Australian National University

Date: 10 October 2016

Seminar: Bwénaado: An ethnolexicological study of a culturally salient word in Cèmuhi (New Caledonia)

When: 3:30am-5:00pm, Fri 14 Oct 2016

Where: Engma Room (5019), HC Coombs Building, ANU


Bert Peeters (Australian National University / Griffith University)
Margo Lecompte-Van Poucke (Macquarie University)


Ever since people have come together in communities, they have felt the need to regulate and control their relationships with members of opposing groups. One way of building and maintaining a harmonious society is by sharing wealth. New Caledonia has developed its own unique system of exchange, referred to as la coutume by its French-speaking inhabitants and by the Melanesian part of the population which also uses indigenous terms that have high cultural visibility and can thus be considered to be key words and carriers of cultural meaning (Goddard 2015).

This paper focusses on one such culturally salient word; it aims to demonstrate that bwénaado (also spelled as bwénando or bwénaando) reflects an important cultural value in Kanak society. Cèmuhi, an Austronesian tonal language spoken by approximately 3,300 people dispersed along the north-east coast and in the valleys of New Caledonia’s rugged interior, has been described in considerable detail by Rivierre (1980, 1994); however, to the best of our knowledge no detailed treatment of bwénaado exists. Our semantic analysis therefore breaks new ground. It will be argued that, even though the Kanak social exchange system seems to be linked to the universal principle of reciprocity, the conceptualisation of this symbolic act is highly culture-specific. To ensure utmost respect for this cultural specificity and to break out of the prison walls of the English language (Wierzbicka 2014), the natural semantic metalanguage will be used to frame the description, and applied ethnolinguistics (Peeters 2013, 2015) will form the backdrop against which the description is carried out. 
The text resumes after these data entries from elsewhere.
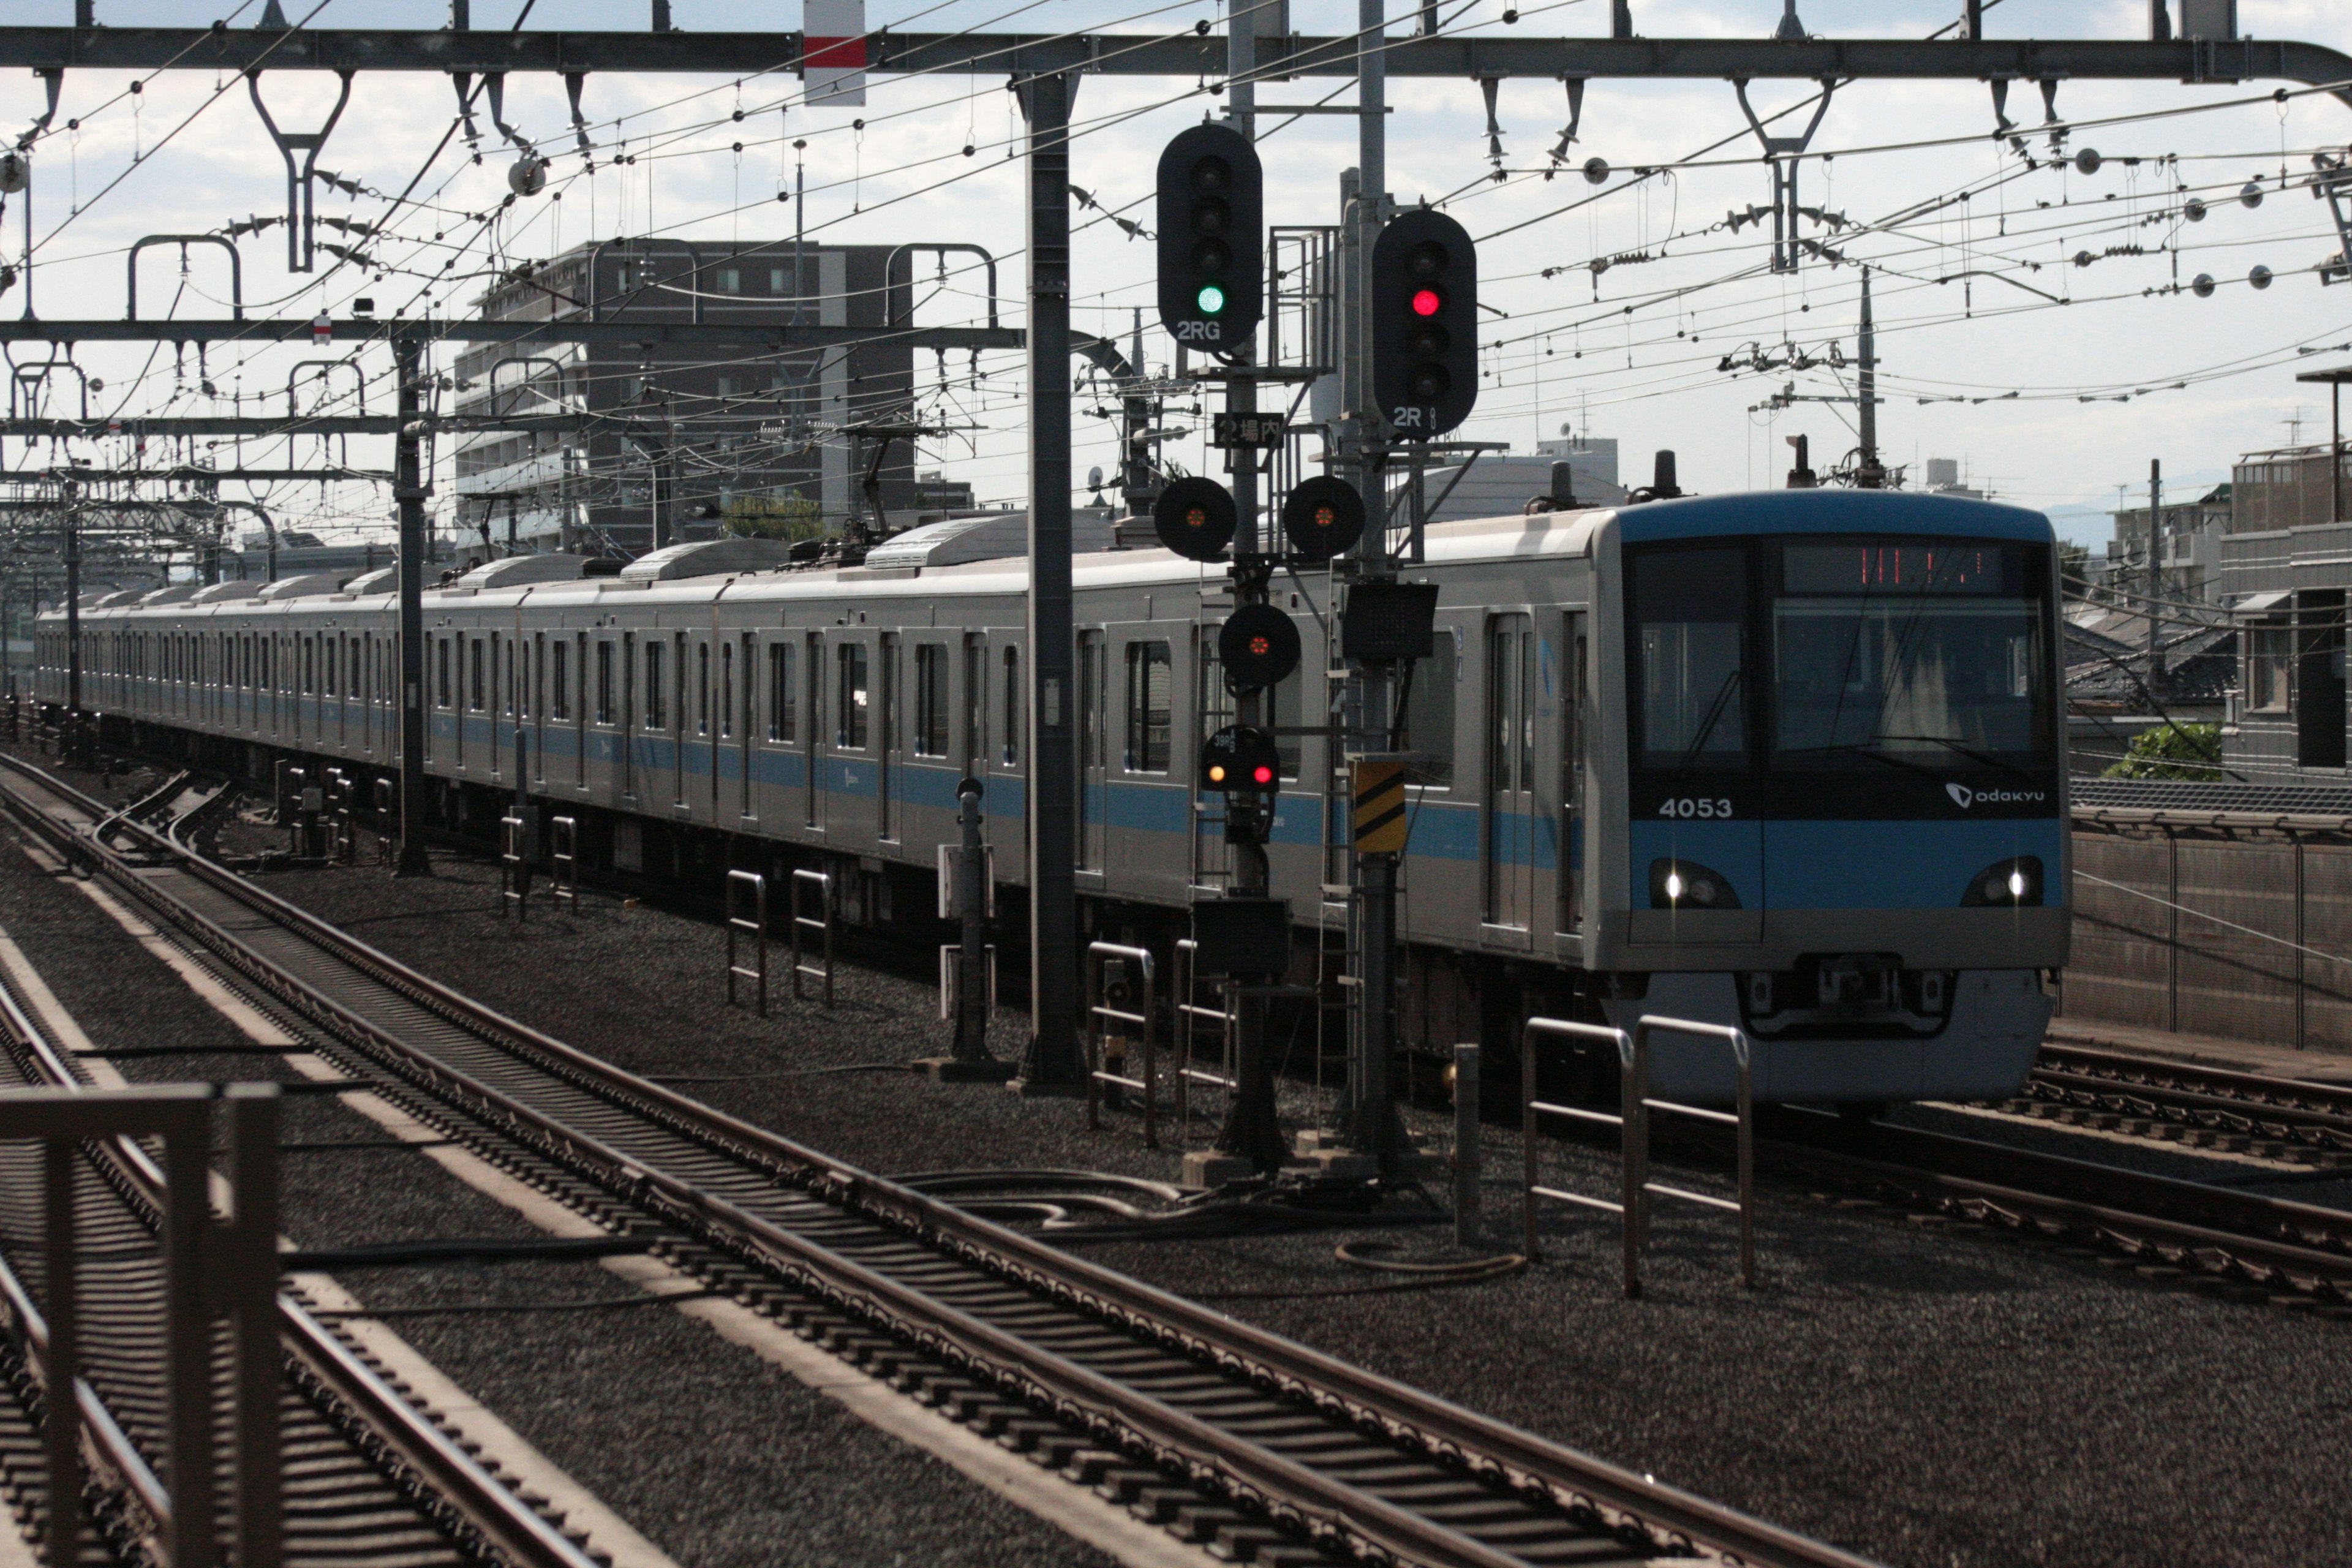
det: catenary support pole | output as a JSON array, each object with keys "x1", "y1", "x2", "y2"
[
  {"x1": 1209, "y1": 2, "x2": 1289, "y2": 1175},
  {"x1": 394, "y1": 337, "x2": 434, "y2": 877},
  {"x1": 1014, "y1": 68, "x2": 1084, "y2": 1092},
  {"x1": 1856, "y1": 267, "x2": 1882, "y2": 486},
  {"x1": 2147, "y1": 458, "x2": 2163, "y2": 679},
  {"x1": 1340, "y1": 0, "x2": 1411, "y2": 1175}
]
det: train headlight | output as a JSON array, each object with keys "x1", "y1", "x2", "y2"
[
  {"x1": 1961, "y1": 855, "x2": 2044, "y2": 908},
  {"x1": 1649, "y1": 859, "x2": 1741, "y2": 910}
]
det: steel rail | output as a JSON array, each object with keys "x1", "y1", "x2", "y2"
[
  {"x1": 2034, "y1": 1042, "x2": 2352, "y2": 1138},
  {"x1": 0, "y1": 751, "x2": 1879, "y2": 1568},
  {"x1": 0, "y1": 797, "x2": 612, "y2": 1568},
  {"x1": 1757, "y1": 1116, "x2": 2352, "y2": 1298}
]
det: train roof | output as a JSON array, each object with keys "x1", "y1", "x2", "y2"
[{"x1": 39, "y1": 490, "x2": 2050, "y2": 624}]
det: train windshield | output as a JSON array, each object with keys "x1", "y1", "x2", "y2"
[{"x1": 1770, "y1": 539, "x2": 2051, "y2": 770}]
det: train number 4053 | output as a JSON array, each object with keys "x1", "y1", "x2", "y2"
[{"x1": 1657, "y1": 797, "x2": 1734, "y2": 819}]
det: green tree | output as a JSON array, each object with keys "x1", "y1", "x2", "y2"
[{"x1": 2103, "y1": 721, "x2": 2224, "y2": 781}]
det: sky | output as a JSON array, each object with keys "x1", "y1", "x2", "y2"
[{"x1": 4, "y1": 0, "x2": 2351, "y2": 552}]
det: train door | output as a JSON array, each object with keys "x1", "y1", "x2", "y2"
[
  {"x1": 1558, "y1": 612, "x2": 1588, "y2": 935},
  {"x1": 1076, "y1": 629, "x2": 1105, "y2": 871},
  {"x1": 672, "y1": 632, "x2": 690, "y2": 809},
  {"x1": 1192, "y1": 625, "x2": 1235, "y2": 891},
  {"x1": 1483, "y1": 612, "x2": 1537, "y2": 943},
  {"x1": 572, "y1": 633, "x2": 587, "y2": 788},
  {"x1": 737, "y1": 633, "x2": 756, "y2": 821},
  {"x1": 877, "y1": 632, "x2": 900, "y2": 842},
  {"x1": 620, "y1": 632, "x2": 636, "y2": 800},
  {"x1": 805, "y1": 632, "x2": 827, "y2": 832}
]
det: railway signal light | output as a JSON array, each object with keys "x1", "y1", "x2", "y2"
[
  {"x1": 1156, "y1": 124, "x2": 1264, "y2": 349},
  {"x1": 1200, "y1": 724, "x2": 1281, "y2": 794},
  {"x1": 1218, "y1": 605, "x2": 1300, "y2": 693},
  {"x1": 1371, "y1": 208, "x2": 1477, "y2": 437},
  {"x1": 1280, "y1": 475, "x2": 1366, "y2": 561},
  {"x1": 1153, "y1": 476, "x2": 1238, "y2": 561}
]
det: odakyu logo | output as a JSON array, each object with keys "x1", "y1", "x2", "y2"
[{"x1": 1946, "y1": 782, "x2": 2047, "y2": 810}]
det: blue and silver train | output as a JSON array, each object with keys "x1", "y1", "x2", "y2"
[{"x1": 37, "y1": 486, "x2": 2065, "y2": 1104}]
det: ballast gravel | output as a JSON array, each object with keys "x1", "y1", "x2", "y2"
[{"x1": 12, "y1": 752, "x2": 2352, "y2": 1568}]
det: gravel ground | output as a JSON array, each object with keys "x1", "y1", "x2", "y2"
[
  {"x1": 0, "y1": 767, "x2": 1112, "y2": 1568},
  {"x1": 15, "y1": 748, "x2": 2352, "y2": 1567}
]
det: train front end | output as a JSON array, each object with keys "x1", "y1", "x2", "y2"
[{"x1": 1588, "y1": 490, "x2": 2066, "y2": 1104}]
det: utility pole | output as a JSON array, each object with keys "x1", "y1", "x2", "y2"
[
  {"x1": 61, "y1": 494, "x2": 80, "y2": 716},
  {"x1": 1855, "y1": 267, "x2": 1884, "y2": 488},
  {"x1": 2147, "y1": 457, "x2": 2163, "y2": 682},
  {"x1": 1336, "y1": 0, "x2": 1412, "y2": 1177},
  {"x1": 1204, "y1": 0, "x2": 1291, "y2": 1176},
  {"x1": 393, "y1": 337, "x2": 434, "y2": 877},
  {"x1": 1012, "y1": 67, "x2": 1083, "y2": 1093}
]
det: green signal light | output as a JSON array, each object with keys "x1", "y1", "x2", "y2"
[{"x1": 1196, "y1": 284, "x2": 1227, "y2": 315}]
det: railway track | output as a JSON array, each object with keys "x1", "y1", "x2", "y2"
[
  {"x1": 0, "y1": 752, "x2": 1883, "y2": 1568},
  {"x1": 2007, "y1": 1044, "x2": 2352, "y2": 1167},
  {"x1": 0, "y1": 895, "x2": 611, "y2": 1568}
]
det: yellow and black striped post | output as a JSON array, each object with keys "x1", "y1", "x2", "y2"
[{"x1": 1352, "y1": 757, "x2": 1408, "y2": 855}]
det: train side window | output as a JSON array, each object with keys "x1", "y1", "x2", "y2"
[
  {"x1": 468, "y1": 638, "x2": 485, "y2": 712},
  {"x1": 1001, "y1": 646, "x2": 1020, "y2": 767},
  {"x1": 436, "y1": 638, "x2": 451, "y2": 707},
  {"x1": 838, "y1": 642, "x2": 870, "y2": 748},
  {"x1": 1124, "y1": 640, "x2": 1171, "y2": 773},
  {"x1": 644, "y1": 641, "x2": 667, "y2": 730},
  {"x1": 914, "y1": 644, "x2": 948, "y2": 757},
  {"x1": 718, "y1": 643, "x2": 733, "y2": 738},
  {"x1": 1398, "y1": 627, "x2": 1459, "y2": 788},
  {"x1": 769, "y1": 643, "x2": 796, "y2": 742},
  {"x1": 595, "y1": 641, "x2": 614, "y2": 723},
  {"x1": 550, "y1": 639, "x2": 569, "y2": 721}
]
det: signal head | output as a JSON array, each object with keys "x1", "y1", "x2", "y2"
[
  {"x1": 1156, "y1": 124, "x2": 1264, "y2": 346},
  {"x1": 1279, "y1": 475, "x2": 1366, "y2": 561},
  {"x1": 1153, "y1": 476, "x2": 1238, "y2": 562},
  {"x1": 1371, "y1": 208, "x2": 1478, "y2": 437},
  {"x1": 1199, "y1": 723, "x2": 1283, "y2": 796},
  {"x1": 1218, "y1": 604, "x2": 1301, "y2": 692}
]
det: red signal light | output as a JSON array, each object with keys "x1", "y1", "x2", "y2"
[
  {"x1": 1411, "y1": 287, "x2": 1442, "y2": 317},
  {"x1": 1252, "y1": 764, "x2": 1275, "y2": 785}
]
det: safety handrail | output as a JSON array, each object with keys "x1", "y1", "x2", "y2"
[
  {"x1": 1170, "y1": 937, "x2": 1235, "y2": 1133},
  {"x1": 1520, "y1": 1013, "x2": 1755, "y2": 1298},
  {"x1": 0, "y1": 1084, "x2": 282, "y2": 1568},
  {"x1": 499, "y1": 814, "x2": 530, "y2": 919},
  {"x1": 1085, "y1": 941, "x2": 1159, "y2": 1149},
  {"x1": 726, "y1": 869, "x2": 768, "y2": 1016},
  {"x1": 549, "y1": 815, "x2": 579, "y2": 907},
  {"x1": 789, "y1": 868, "x2": 834, "y2": 1006}
]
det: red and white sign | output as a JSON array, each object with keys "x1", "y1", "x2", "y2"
[
  {"x1": 311, "y1": 313, "x2": 333, "y2": 345},
  {"x1": 802, "y1": 0, "x2": 867, "y2": 107}
]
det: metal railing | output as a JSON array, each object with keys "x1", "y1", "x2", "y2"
[
  {"x1": 726, "y1": 869, "x2": 768, "y2": 1016},
  {"x1": 0, "y1": 1083, "x2": 282, "y2": 1568},
  {"x1": 1170, "y1": 937, "x2": 1235, "y2": 1133},
  {"x1": 1085, "y1": 942, "x2": 1159, "y2": 1148},
  {"x1": 499, "y1": 813, "x2": 530, "y2": 920},
  {"x1": 549, "y1": 815, "x2": 579, "y2": 907},
  {"x1": 790, "y1": 868, "x2": 834, "y2": 1006},
  {"x1": 1520, "y1": 1014, "x2": 1755, "y2": 1298}
]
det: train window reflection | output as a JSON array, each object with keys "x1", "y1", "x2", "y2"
[
  {"x1": 1629, "y1": 547, "x2": 1749, "y2": 769},
  {"x1": 1772, "y1": 538, "x2": 2048, "y2": 765},
  {"x1": 1398, "y1": 628, "x2": 1457, "y2": 788}
]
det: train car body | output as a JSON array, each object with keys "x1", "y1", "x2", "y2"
[{"x1": 37, "y1": 488, "x2": 2065, "y2": 1104}]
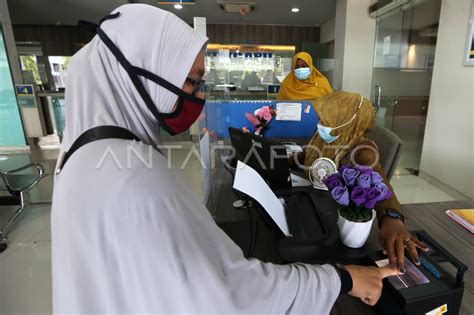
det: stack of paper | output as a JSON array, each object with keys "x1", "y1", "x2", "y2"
[
  {"x1": 446, "y1": 209, "x2": 474, "y2": 233},
  {"x1": 284, "y1": 144, "x2": 303, "y2": 154}
]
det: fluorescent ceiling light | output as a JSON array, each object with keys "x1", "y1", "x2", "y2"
[
  {"x1": 174, "y1": 4, "x2": 183, "y2": 9},
  {"x1": 291, "y1": 8, "x2": 299, "y2": 13}
]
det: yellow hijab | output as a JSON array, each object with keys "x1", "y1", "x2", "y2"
[
  {"x1": 277, "y1": 52, "x2": 333, "y2": 101},
  {"x1": 304, "y1": 91, "x2": 375, "y2": 168}
]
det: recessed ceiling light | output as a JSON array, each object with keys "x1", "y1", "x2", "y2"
[
  {"x1": 174, "y1": 4, "x2": 183, "y2": 9},
  {"x1": 291, "y1": 8, "x2": 299, "y2": 13}
]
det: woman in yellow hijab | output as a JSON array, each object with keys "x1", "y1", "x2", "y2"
[
  {"x1": 277, "y1": 52, "x2": 333, "y2": 101},
  {"x1": 290, "y1": 91, "x2": 428, "y2": 274}
]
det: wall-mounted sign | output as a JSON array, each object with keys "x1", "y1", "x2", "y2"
[
  {"x1": 15, "y1": 84, "x2": 36, "y2": 107},
  {"x1": 383, "y1": 36, "x2": 391, "y2": 55},
  {"x1": 208, "y1": 51, "x2": 273, "y2": 58},
  {"x1": 267, "y1": 85, "x2": 280, "y2": 94},
  {"x1": 15, "y1": 84, "x2": 34, "y2": 96}
]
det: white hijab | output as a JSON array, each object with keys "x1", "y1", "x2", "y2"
[
  {"x1": 61, "y1": 4, "x2": 208, "y2": 150},
  {"x1": 52, "y1": 4, "x2": 341, "y2": 314}
]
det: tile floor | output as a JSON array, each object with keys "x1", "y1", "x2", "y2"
[{"x1": 0, "y1": 146, "x2": 466, "y2": 314}]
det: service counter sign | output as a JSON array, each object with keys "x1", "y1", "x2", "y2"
[
  {"x1": 15, "y1": 85, "x2": 34, "y2": 97},
  {"x1": 267, "y1": 85, "x2": 280, "y2": 99},
  {"x1": 15, "y1": 84, "x2": 36, "y2": 107},
  {"x1": 267, "y1": 85, "x2": 280, "y2": 94}
]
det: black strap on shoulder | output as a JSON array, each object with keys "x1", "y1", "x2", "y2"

Note: This is very much work in progress.


Goddard, Cliff. 2015. “Words as carriers of cultural meaning”. In John R. Taylor (ed.), The Oxford handbook of the word. Oxford: Oxford University Press. 380-398.

Peeters, Bert. 2013. “Language and cultural values: towards an applied ethnolinguistics for the foreign language classroom”. In Bert Peeters, Kerry Mullan & Christine Béal (eds.), Cross-culturally speaking, speaking cross-culturally. Cambridge: Cambridge Scholars Publishing. 231-259.

-----. 2015. “Language, culture and values: towards an ethnolinguistics based on abduction and salience”. Etnolingwistyka 27. 47-62.

Rivierre, Jean-Claude. 1980. La langue de Touho: Phonologie et grammaire du cèmuhi (Nouvelle-Calédonie). Paris: Société d'études linguistiques et anthropologiques de France.

-----. 1994. Dictionnaire cèmuhi-français. Paris: Peeters.

Wierzbicka, Anna. 2014. Imprisoned in English. Oxford: Oxford University Press.